Khamenei told Aznar in 2000 that the mission of the Islamic Revolution always has been and always will be to rid the world of two evils: Israel and the United States. Khamenei said he expected that sooner or later there will be an "open confrontation." It is his duty, he said, to ensure that when that happens, Iran has the power to prevail.
This is why the acquisition of nuclear weapons is such a high priority for Khamenei. Not long ago, Anthony Cordesman, the respected security analyst at the Center for Strategic and International Studies, was skeptical about Iran's nuclear ambitions. Then he sat down and examined hundreds of pages of evidence compiled by the International Atomic Energy Agency. His May report, Rethinking Our Approach to Iran's Search for the Bomb, concludes:
"Iran has pursued every major area of nuclear weapons development, has carried out programs that have already given it every component of a weapon except fissile material, and there is strong evidence that it has carried out programs to integrate a nuclear warhead onto its missiles."
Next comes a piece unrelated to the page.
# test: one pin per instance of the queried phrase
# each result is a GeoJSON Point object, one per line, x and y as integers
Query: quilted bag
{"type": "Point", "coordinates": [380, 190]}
So the notion that Iran's nuclear programs are merely, as Reuters charmingly phrases it, "a peaceful bid to generate electricity," or that Khamenei has not decided whether he really wants nuclear weapons, or that he has issued a fatwa declaring possession of nuclear weapons a sin (not a shred of evidence suggests that such a religious ruling exists), or that he wants nukes only as a deterrent because he fears American aggression, or that he looks forward to compromise, détente and rapprochement, with believers and infidels clinking glasses of pomegranate juice—all of that is wishful thinking or self-delusion or disinformation.
In his presentation in Jerusalem, Aznar recalled another meeting, this one with Vladimir Putin, in which he advised the Russian president against selling missiles to Iran. "Don't worry—I, you, we can sell them everything, even if we are worried by an Iranian nuclear bomb," Aznar quoted Putin as saying. "Because at the end of the day, Israel will take care of it."
Aznar had recounted that story in Washington earlier, but, at the time, he asked those of us in the room to keep it off the record. He had added incredulously: "But that's the Russian policy? To let Israel take care of it?"
Israelis would rather not shoulder this burden. The United States and Europe say they don't want Israelis to do so. At this point, however, no good alternative presents itself. Israel's leaders understand what's at stake: Israel's survival. They understand, too, that the defense of the Jewish people cannot be outsourced—not to the United Nations, not to Europe, not even to their friends in America. They will do what they believe is necessary, understanding the enemy they confront and the risks that such a confrontation entails.